Disclosure statement
No potential conflict of interest was reported by the author(s).
Ethics
This study was approved by the local ethics committee (Social and Societal Ethics Committee at the KU Leuven). All participants had to complete an informed consent before their participation to the experiment.
Data availability statement
As specified in the article, the preregistration to this article can be found on: https://osf.io/krhyz/. Raw and preprocessed data, and R scripts containing the analyses can be found on OSF using the following link: https://osf.io/9g2zw/.
Authors’ contributions
Levi Devos ran this study for his master’s thesis, under supervision of Peter Kuppens and Francis Tuerlinckx. Sebastiaan Pessers translated the estimation code from Matlab to R and created estimation code for the hierarchical model. Niels Vanhasbroeck confirmed the analyses, rewrote the analysis code, and wrote the first version of this manuscript. All authors, with exception of Sebastiaan Pessers, contributed to all subsequent versions of the manuscript and approved the final version.
Notes
1 Rutledge et al. (Citation2014) also measured task-dependent neural activity in the ventral striatum when participants performed this task. However, this neurological part of the study is not part of our replication study and we will thus leave it undiscussed.
2 In this replication paper, we not only adopt the methods, but also the terminology of the original study.
3 Note that we do not consider this to be a formal analysis procedure. Instead, we evaluate the estimates of the different parameters to reach our conclusions.
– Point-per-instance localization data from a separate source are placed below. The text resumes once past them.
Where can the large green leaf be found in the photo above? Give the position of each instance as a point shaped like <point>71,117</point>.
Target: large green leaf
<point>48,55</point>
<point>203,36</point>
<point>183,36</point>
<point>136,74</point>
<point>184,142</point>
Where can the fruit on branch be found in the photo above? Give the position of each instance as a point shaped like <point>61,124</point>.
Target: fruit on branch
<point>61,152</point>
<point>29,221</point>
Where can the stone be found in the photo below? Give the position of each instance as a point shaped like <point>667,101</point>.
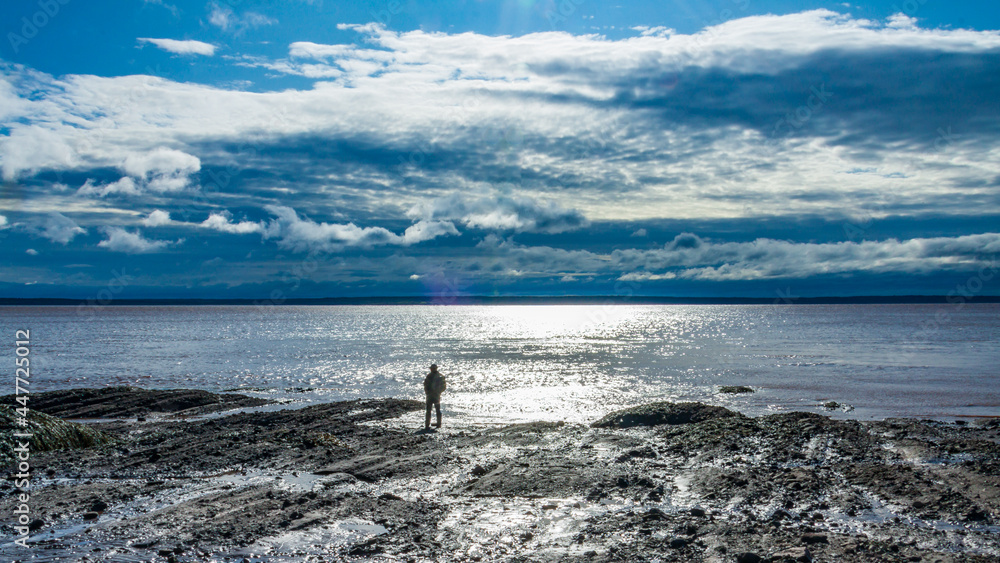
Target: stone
<point>654,414</point>
<point>793,554</point>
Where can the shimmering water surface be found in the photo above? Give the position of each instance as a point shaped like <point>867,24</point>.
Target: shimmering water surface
<point>515,363</point>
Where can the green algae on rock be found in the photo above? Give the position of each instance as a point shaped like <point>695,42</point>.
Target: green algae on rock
<point>654,414</point>
<point>735,389</point>
<point>47,432</point>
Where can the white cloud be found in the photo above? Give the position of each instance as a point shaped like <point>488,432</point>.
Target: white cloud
<point>585,113</point>
<point>157,218</point>
<point>57,227</point>
<point>28,149</point>
<point>226,19</point>
<point>163,169</point>
<point>179,47</point>
<point>120,240</point>
<point>517,213</point>
<point>122,186</point>
<point>221,222</point>
<point>303,234</point>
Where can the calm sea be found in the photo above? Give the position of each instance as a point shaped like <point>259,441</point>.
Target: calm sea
<point>516,363</point>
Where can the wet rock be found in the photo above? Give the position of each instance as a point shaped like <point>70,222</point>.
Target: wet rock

4 When comparing the current paper to the preregistration, it may be helpful to know that different parts of the method section from the preregistration were relabelled and reorganised. More specifically, the subsection Sampling plan was changed to Participants (completed with demographic information), Individual difference variables was changed to Materials, and Experimental task was placed under Procedure. Furthermore, the Analysis subsection in this paper consists of the subsection Confirmatory analysis plan of the preregistration, and the parts of the Introduction that contained the mathematical information about the computational model and general information about the analysis plan for the individual difference variables.
5 The actual term that should be used here is “the estimated posterior mean of the population mean”. We opted for a shorter version to increase readability.